Mereka panen sekitar tiga kilogram daun kelor untuk jadi kerupuk kelor (pulor), tepung moringa, brownies moringa sampai teh moringa. Para perempuan ini memanfaatkan kelor yang tumbuh di bantaran sungai ini.
“Kami memproduksi pulor untuk jual sebagai usaha sampingan Kami juga konsumsi sendiri. Selama ini kebanyakan orang memanfaatkan kelor hanya untuk sayur bening. Melalui Wadulink, kelor bisa jadi produk bernilai ekonomi,” kata Nur Hamidah, Koordinator Wadulink.
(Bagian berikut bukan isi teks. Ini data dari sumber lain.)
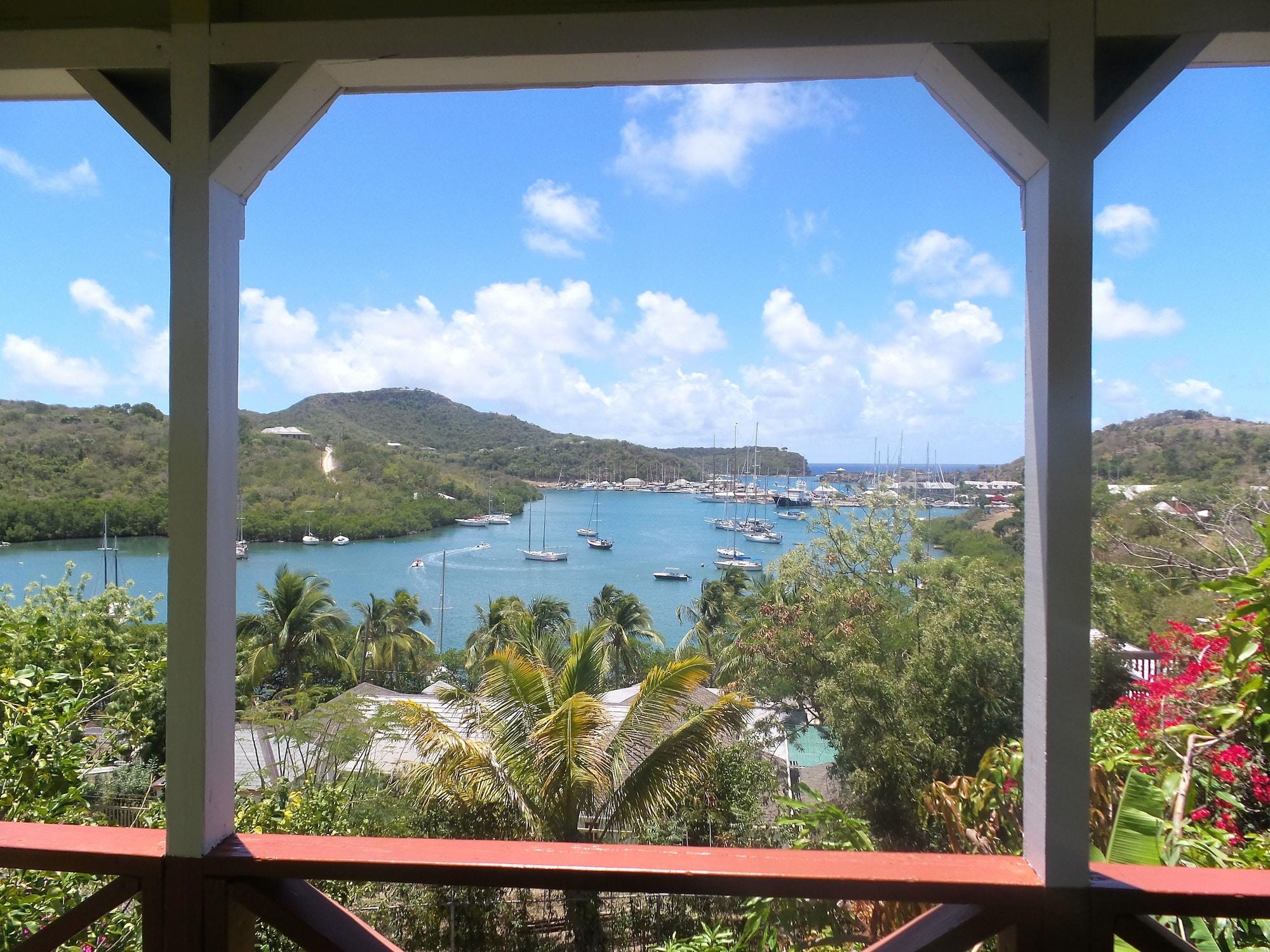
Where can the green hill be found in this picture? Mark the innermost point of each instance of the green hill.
(63, 468)
(1174, 446)
(491, 442)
Gotri, anggota Wadulink Sumengko mengatakan, bantaran sungai memiliki sumber pangan melimpah. “Bantaran sungai selalu menyuguhkan manfaat bagi kami, banyak tanaman sayur salah satu kelor yang bisa kami manfaatkan untuk berbagai olahan makanan,” katanya.
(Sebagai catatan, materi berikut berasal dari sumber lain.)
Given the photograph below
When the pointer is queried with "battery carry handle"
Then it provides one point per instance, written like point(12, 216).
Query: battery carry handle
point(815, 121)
Saat ini, bantaran sungai banyak beralih fungsi jadi bangunan permanen bukan lagi ruang terbuka hijau (RTH). Dia menyayangkan itu. “Kalau sungai ada bangunan permanen, tak tidak bisa ditanami sayuran dan toga.”
Dia berharap, bantaran sungai berfungsi sebagai RTH yang bisa mendukung perekonomian masyarakat di sepanjang sungai.
Nur mengatakan, sebelum mengolah kelor, bersama beberapa anggota Wadulink bersih-bersih sekitar bantaran sungai dulu untuk menjaga kebersihan sungai. Kemudian, menanam bibit sekaligus diskusi tentang isu stunting.
“Kami juga kolaborasi dengan beberapa ibu-ibu PKK, Kader Kesehatan Desa, dan beberapa pemuda dari organisasi IPPNU.”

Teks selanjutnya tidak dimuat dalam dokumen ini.